Speaker
Description
The Standard Model of particle physics is not a perfect theory. Many experiments seek to observe phenomena beyond the Standard Model to fix it.
COMET experiment (COherent Muon to Electron Transition) is planned to be conducted at J-PARC. COMET aims to find the neutrinoless transition of muon to electron, known as “µ-e conversion.” To find this process, the first stage of COMET, COMET Phase-I, plans to produce approximately $10^{15}$ muons by a strong proton beam from J-PARC. This proton beam first enters the Pion Capture Solenoid(PCS), colliding with a carbon target to produce pions. These pions decay into muons, which are transported through a 90-degree curved Transport Solenoid to the Detector Solenoid (DS). In the DS, there is an aluminum target to capture a muon in its atomic nucleus, and the tracker detector inside the DS is designed to detect trajectories of electrons produced from a muon captured in the aluminum nucleus via µ-e conversion ( $\mu^-+N(A,Z)\rightarrow e^-+N(A,Z)$ ). This process is extremely suppressed in the Standard Model with a predicted branching ratio of $O(10^{-54})$. Detecting this process with the sensitivity of COMET Phase-I ($\sim10^{-15}$) would provide evidence for new physics beyond the Standard Model.
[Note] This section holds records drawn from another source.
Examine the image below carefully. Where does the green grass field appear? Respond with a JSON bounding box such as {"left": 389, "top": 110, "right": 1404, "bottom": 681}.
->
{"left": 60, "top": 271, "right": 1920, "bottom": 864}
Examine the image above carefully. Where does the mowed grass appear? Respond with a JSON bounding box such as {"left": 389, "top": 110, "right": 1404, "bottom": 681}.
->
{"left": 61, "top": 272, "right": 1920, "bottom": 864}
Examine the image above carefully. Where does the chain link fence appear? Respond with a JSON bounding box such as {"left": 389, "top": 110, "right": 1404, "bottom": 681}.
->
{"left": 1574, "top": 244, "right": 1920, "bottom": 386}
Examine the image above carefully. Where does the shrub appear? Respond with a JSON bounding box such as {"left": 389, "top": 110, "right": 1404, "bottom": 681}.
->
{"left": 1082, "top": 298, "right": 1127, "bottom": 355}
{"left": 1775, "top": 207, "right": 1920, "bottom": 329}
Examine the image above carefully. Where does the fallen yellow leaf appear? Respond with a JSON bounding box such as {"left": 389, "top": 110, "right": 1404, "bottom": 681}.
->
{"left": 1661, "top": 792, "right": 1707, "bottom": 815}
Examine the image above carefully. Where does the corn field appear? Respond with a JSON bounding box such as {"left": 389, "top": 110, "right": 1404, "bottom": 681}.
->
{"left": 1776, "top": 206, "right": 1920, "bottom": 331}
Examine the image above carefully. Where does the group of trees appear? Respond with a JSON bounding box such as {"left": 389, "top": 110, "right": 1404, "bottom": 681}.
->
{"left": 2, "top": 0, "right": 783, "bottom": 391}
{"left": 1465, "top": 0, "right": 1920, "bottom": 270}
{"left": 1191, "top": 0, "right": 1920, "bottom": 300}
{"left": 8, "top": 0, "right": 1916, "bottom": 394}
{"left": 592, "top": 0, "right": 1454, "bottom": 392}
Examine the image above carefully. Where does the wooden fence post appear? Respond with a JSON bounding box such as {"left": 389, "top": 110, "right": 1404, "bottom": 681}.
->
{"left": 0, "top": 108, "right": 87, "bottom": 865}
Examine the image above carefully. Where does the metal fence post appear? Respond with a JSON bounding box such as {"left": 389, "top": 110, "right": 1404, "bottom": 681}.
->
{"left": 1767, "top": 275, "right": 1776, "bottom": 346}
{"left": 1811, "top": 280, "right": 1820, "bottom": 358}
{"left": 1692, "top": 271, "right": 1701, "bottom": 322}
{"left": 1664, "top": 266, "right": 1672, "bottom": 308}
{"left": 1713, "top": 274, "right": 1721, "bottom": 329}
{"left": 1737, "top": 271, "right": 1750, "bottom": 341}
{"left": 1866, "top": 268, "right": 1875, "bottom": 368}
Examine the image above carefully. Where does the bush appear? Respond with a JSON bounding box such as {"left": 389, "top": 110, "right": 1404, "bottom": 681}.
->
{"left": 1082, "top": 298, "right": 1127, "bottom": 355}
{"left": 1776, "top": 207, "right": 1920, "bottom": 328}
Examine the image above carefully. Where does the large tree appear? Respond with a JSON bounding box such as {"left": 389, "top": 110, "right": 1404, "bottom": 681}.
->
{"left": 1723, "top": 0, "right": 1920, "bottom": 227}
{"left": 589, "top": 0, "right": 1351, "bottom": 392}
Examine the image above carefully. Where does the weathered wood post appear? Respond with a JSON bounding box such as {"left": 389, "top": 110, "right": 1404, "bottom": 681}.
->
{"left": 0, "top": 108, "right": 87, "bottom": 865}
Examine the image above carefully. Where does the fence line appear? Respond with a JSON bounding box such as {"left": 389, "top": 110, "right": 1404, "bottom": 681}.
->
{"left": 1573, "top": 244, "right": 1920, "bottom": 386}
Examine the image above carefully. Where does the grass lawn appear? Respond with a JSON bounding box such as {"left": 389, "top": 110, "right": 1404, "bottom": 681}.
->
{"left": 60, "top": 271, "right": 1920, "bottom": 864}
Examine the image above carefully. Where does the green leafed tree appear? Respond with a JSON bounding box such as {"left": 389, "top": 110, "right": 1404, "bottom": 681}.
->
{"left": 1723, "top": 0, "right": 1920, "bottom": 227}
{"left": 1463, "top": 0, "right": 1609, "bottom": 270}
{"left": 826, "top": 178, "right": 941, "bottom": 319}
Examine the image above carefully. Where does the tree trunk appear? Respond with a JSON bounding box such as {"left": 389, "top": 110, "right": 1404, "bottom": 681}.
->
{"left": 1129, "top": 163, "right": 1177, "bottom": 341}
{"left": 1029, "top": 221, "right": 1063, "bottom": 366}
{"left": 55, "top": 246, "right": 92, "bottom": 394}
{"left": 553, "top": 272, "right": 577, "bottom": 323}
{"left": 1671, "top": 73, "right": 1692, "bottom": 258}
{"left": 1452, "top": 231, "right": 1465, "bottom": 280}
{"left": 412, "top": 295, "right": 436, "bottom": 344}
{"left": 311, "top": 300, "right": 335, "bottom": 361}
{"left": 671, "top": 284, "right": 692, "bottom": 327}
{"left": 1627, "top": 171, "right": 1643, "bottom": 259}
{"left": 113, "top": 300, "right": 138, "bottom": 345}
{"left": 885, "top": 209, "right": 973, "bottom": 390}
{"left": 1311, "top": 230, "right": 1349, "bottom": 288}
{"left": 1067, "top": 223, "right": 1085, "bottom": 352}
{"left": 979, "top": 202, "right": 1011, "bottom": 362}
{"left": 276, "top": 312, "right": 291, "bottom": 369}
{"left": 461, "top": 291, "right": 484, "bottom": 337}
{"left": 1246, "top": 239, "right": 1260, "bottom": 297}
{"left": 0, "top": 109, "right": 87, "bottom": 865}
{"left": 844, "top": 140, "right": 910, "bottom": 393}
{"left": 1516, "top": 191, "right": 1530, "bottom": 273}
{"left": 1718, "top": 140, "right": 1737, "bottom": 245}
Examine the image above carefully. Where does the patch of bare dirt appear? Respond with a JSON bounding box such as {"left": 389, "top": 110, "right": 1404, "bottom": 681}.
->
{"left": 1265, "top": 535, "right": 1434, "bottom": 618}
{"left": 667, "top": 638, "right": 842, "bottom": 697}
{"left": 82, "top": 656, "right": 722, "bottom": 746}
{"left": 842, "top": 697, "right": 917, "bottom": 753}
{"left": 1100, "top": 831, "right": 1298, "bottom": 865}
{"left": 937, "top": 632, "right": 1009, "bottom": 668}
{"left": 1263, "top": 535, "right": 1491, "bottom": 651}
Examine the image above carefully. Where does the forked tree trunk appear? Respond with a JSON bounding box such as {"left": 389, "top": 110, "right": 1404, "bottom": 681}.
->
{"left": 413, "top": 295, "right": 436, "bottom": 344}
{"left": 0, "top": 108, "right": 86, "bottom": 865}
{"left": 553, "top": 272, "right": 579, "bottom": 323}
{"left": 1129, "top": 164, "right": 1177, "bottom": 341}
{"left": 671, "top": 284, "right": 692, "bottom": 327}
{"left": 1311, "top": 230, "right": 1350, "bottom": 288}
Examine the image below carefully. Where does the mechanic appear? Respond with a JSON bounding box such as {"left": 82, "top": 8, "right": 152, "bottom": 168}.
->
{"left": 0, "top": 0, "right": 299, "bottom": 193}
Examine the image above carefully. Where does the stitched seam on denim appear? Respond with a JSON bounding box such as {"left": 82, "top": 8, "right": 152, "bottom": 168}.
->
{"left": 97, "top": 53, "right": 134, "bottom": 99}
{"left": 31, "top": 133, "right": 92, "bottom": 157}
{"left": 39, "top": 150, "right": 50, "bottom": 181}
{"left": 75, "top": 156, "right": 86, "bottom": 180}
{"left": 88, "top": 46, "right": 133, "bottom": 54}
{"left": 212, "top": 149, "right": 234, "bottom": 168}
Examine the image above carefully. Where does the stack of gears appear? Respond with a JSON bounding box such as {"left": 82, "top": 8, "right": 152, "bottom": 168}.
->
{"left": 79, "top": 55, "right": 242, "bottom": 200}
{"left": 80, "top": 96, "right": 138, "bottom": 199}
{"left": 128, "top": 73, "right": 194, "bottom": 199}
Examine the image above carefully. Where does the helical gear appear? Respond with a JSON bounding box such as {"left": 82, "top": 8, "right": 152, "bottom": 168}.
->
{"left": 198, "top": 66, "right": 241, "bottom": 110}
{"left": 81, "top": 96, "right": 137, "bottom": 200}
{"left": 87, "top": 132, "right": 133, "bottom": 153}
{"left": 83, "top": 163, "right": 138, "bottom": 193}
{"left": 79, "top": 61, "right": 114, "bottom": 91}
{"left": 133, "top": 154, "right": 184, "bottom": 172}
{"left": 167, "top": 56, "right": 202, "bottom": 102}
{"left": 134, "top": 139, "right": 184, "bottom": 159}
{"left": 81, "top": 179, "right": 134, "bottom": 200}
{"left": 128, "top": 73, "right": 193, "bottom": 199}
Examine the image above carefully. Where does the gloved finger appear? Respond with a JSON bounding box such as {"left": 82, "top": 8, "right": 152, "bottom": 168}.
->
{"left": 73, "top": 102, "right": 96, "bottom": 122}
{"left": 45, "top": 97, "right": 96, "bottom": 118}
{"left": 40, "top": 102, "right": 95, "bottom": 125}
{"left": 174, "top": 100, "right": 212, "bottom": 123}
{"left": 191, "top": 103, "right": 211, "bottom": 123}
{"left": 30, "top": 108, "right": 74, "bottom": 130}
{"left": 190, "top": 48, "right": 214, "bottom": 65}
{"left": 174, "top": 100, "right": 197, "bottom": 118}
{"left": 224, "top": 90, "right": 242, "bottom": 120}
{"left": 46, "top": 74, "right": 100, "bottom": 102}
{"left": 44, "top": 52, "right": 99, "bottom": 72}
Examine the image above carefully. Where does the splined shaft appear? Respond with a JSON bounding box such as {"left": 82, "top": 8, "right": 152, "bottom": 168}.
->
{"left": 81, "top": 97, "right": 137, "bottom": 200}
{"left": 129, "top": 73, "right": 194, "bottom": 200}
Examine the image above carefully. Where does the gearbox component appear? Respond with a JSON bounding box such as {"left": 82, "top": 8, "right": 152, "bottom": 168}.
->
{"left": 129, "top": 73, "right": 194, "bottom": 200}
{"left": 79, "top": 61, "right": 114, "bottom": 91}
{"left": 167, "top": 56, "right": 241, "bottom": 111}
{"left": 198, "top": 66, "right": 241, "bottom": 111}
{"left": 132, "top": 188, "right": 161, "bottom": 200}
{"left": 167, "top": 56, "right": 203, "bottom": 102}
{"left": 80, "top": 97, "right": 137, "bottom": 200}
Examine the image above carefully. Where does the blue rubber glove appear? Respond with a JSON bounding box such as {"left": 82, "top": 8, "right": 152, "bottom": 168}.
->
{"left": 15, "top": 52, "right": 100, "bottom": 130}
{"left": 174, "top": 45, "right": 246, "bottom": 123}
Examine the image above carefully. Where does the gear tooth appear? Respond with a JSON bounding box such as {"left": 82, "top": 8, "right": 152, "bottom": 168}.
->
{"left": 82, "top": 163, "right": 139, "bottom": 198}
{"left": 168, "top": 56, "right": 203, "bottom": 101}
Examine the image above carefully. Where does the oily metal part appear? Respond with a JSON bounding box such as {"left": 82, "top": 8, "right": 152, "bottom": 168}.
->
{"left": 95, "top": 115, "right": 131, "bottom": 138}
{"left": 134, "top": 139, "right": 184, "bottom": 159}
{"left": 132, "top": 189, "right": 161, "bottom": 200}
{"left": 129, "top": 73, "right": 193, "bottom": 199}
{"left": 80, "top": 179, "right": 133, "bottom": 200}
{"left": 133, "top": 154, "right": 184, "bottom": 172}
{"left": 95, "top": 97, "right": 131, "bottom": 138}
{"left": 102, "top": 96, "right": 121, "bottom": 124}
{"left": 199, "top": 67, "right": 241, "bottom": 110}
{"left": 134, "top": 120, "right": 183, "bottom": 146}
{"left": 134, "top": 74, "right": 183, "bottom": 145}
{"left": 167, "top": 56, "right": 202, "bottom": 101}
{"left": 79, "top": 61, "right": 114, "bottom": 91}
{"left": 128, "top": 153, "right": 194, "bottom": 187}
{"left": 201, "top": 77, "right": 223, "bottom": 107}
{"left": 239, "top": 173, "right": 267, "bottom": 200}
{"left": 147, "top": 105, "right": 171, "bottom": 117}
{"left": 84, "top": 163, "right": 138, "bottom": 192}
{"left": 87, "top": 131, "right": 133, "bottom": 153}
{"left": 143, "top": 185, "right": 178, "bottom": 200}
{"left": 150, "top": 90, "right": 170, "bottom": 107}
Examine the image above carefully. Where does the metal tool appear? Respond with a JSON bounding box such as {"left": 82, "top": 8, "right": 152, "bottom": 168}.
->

Due to the mass difference between the muon and the electron, the electron's momentum converted from the muon in the aluminum nucleus is estimated to be $105\;\mathrm{MeV/}c$. COMET has to distinguish this electron by the momentum. COMET Phase-I plans to measure this momentum using the magnetic field's value and the signal electron's track curvature.
Therefore, the magnetic field map around the detector region is required to be measured with a relative accuracy of less than $0.5\;\%$ to realize a sufficient sensitivity for the outgoing mono-energetic conversion electrons. COMET Phase-I requires the superconducting solenoid magnet as the DS, which can generate a $1\;\rm{T}$ magnetic field at the center of the magnet The DS was fabricated in JFY 2023 and tested in March and June 2024 without an iron yoke. The DS was cooled by conduction cooling by 3 Gifford-MacMahon cryo coolers and could be successfully cooled down to about 4 K for two weeks, including liquid nitrogen-precooling for the first week. The DS has also been successfully excited to the rated current $189\;\rm{A}$ without any training quenches. The magnetic field map of DS was measured using a 3-axis Hall probe, and the analysis of the result is in progress. The detailed results of the analysis will be presented at this conference.